Capital Securities II accrue and pay
distributions quarterly based on the stated liquidation amount of $10 per floating capital security. We have fully and unconditionally guaranteed all of the obligations of Trust II. The guaranty covers the quarterly distributions and payments on
liquidation or redemption of Capital Securities II, but only to the extent that Trust II has funds necessary to make these payments.
Capital Securities II are mandatorily redeemable upon the maturing of Debentures II on March 30, 2034 or upon earlier redemption as
provided in the Indenture. We have the right to redeem Debentures II, in whole or in part, at the liquidation amount plus any accrued but unpaid interest to the redemption date.
On March 30, 2004, NHTB Capital Trust III (Trust III), a Connecticut statutory trust formed by the Company, completed the
sale of $10.0 million of 6.06% 5 Year Fixed-Floating Capital Securities (Capital Securities III). Trust III also issued common securities to us and used the net proceeds from the offering to purchase a like amount of our 6.06% Junior
Subordinated Deferrable Interest Debentures (Debentures III). Debentures III are the sole assets of Trust III. Total expenses associated with the offering of $160 thousand are deducted from the carrying value of the debentures and are
being amortized on a straight-line basis over the life of Debentures III.
Capital Securities III accrue and pay distributions quarterly
at an annual rate of 6.06% for the first five years of the stated liquidation amount of $10 per fixed-floating capital security. We have fully and unconditionally guaranteed all of the obligations of Trust III. The guaranty covers the quarterly
distributions and payments on liquidation or redemption of Capital Securities III, but only to the extent that Trust III has funds necessary to make these payments.

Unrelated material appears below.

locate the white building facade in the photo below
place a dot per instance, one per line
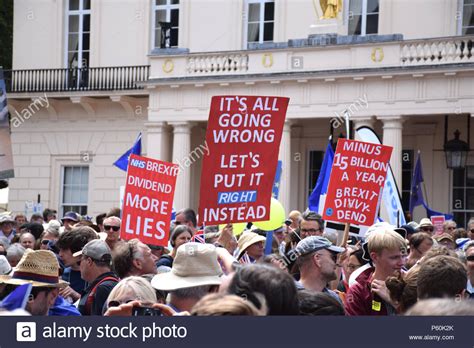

Capital Securities III are mandatorily redeemable upon the maturing of Debentures III on March 30, 2034 or upon earlier redemption as
provided in the Indenture. We have the right to redeem Debentures III, in whole or in part, at the liquidation amount plus any accrued but unpaid interest to the redemption date.
Stock Repurchase Plan
The Board of
Directors determined that a share buyback is appropriate to enhance stockholder value because such repurchases generally increase earnings per common share, return on average assets and on average equity; three performance benchmarks against which
bank and thrift holding companies are measured. On June 12, 2007, the Board of Directors reactivated a previously adopted but incomplete stock repurchase program to repurchase up to 253,776 shares of common stock. We buy stock in the open
market whenever the price of the stock is deemed reasonable and we have funds available for the purchase. At March 31, 2016, there were 148,088 shares available to be repurchased under the repurchase plan previously approved by the Board of
Directors. The Company did not repurchase any shares during the three months ended March 31, 2016.
Off Balance Sheet Arrangements
We do not have any off-balance sheet arrangements that have or are reasonably likely to have a current or future effect on our financial
condition, revenues or expenses, results of operations, liquidity, capital expenditures or capital resources that is material to investors.